Backbone protons in proteins and peptides have a chemical shift that is partially dependent on local secondary structure. Although the observed chemical shift for protons in well-folded protein systems can be distorted by the contribution of higher-level structuring features, such as the ordering of sequence-remote, aromatic sidechains in the vicinity of the backbone, chemicals shifts can be a powerful tool for determining the degree of secondary-structure formation in shorter sequences. The chemical shift in such systems is the sum of the random-coil chemical shift (the shift expected in the absence of non-random secondary structure) and the deviation caused by secondary structure formation. In order to determine an accurate chemical shift deviation (CSD) it is vital to start with a random-coil value that is matched to the conditions under which the chemical shift was observed. For example, temperature, (co)solvents, pH, and neighboring residues all play a part in changing a proton's random-coil shift. The chemical shift deviation database (CSDb) allows for the rapid application of tedious random-coil correction methodologies to chemical shift data. The calculations that determine these effects are discussed in more detail in the section called CSD Calculations.

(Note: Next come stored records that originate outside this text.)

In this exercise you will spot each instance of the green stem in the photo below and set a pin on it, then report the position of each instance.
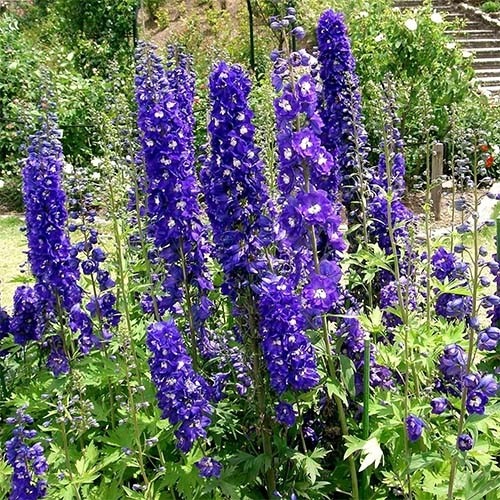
(470, 331)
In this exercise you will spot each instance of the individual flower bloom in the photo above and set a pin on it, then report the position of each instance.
(305, 143)
(285, 414)
(322, 292)
(411, 24)
(488, 385)
(315, 207)
(453, 361)
(439, 405)
(465, 442)
(298, 32)
(4, 323)
(436, 17)
(414, 427)
(286, 106)
(183, 395)
(209, 467)
(476, 402)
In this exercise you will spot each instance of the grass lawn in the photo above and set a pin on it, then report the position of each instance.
(12, 248)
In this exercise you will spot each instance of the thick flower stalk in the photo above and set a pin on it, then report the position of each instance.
(165, 102)
(343, 134)
(49, 254)
(27, 460)
(233, 182)
(183, 395)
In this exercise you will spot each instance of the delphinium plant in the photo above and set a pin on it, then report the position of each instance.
(234, 340)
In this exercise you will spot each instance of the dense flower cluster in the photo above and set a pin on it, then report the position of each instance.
(183, 395)
(233, 181)
(27, 460)
(479, 388)
(49, 255)
(27, 322)
(287, 350)
(91, 256)
(447, 268)
(343, 135)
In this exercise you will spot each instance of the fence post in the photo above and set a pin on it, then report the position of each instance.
(436, 172)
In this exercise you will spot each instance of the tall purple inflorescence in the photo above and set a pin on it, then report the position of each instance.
(49, 253)
(183, 395)
(233, 181)
(27, 460)
(343, 134)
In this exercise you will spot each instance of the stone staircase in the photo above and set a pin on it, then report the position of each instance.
(479, 36)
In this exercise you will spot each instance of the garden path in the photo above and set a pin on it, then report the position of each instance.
(479, 37)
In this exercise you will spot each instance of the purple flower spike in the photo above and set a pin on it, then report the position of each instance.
(183, 395)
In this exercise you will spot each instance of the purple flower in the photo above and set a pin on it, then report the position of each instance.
(183, 395)
(488, 339)
(285, 414)
(46, 217)
(343, 134)
(28, 320)
(465, 442)
(453, 361)
(476, 402)
(233, 181)
(439, 405)
(315, 207)
(28, 461)
(209, 467)
(321, 293)
(414, 427)
(287, 350)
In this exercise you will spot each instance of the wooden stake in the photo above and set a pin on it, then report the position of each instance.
(436, 172)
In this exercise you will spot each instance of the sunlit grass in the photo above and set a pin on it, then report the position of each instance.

This help file covers specific problems as well as describes the overall process of entering NMR chemical shift data. One may read the help page in its entirety for a general outline on how to use the database, or just start using the database and click on the help links throughout the site which reference specific portions of this page. Unalterable example data is accessible from all accounts under the owner name 'Andersen' and is available to help familiarize yourself with the database. Please note that the CSDb is still being refined and minor glitches in the user interface may still exist. Any suggestions, comments, or questions are welcome.
- Jasper C. Lin: jclin at u dot washington dot edu
- Niels H. Andersen: andersen at chem dot washington dot edu
Four CSD calculation methods are available for processing entered chemical shifts. The oldest method, v.2002, is an update of an earlier method (Andersen, 1997); the primary modification came with the application of nearest-neighbor effects. The v.2002 method includes corrections for serine, threonine, histidine, leucine, and aromatic residues preceding or following a given residue.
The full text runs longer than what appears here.